12. In the result, I would make the following directions :

(i) The Bank would be free to dispose of the assets of the company in terms of the instruments of mortgage, pledge and/or hypothecation, as the case may be, in accordance with law provided the company acting through the committee of management fails to make, within two weeks, an offer in terms of the Ruchika offer to retain the assets and having made such an offer fails within four weeks of its acceptance to make initial payment of Rs. 15 lakhs in terms of the offer, or fails within one week of such payment in providing a bank guarantee for the balance to the satisfaction of the bank.

(ii) Appropriate arrangements for funds to make the initial payment of Rs. 15 lakhs and for the bank guarantee for the balance would be made by the Gupta Group in the first instance and in the even of their failure the Jain Group would be at liberty to make the appropriate arrangements.

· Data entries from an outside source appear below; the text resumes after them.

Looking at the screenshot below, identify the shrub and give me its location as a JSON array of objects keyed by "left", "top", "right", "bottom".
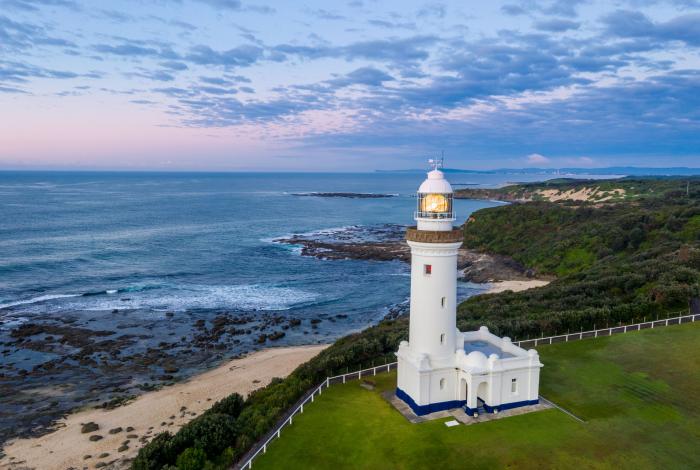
[
  {"left": 172, "top": 413, "right": 236, "bottom": 458},
  {"left": 206, "top": 393, "right": 244, "bottom": 418},
  {"left": 177, "top": 447, "right": 207, "bottom": 470},
  {"left": 131, "top": 432, "right": 175, "bottom": 470}
]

(iii) The Group that makes the arrangement for initial payment and the bank guarantee would entitle to obtain appropriate directions from this court so as to protect its interest and to seek modification of the scheme that such provision may necessitate.

(iv) The balance amount payable in terms of the offer would be patted by the company from the working of the various units and should there be any shortfall in the payment of any installments, it would be for the Group which provided the initial payment and the bank garnet to make up the deficiency.

(v) In case the company fails to make the offer, further working of the units will be suspended unless concurred in by the bank and the committee of management would hold possession of the assets until they are taken possession by the bank in accordance with law.

13. C. As. Nos. 227/80, 247/80, 335/80 and 365/80 are disposed of in these terms. In the peculiar circumstances, there would be no costs.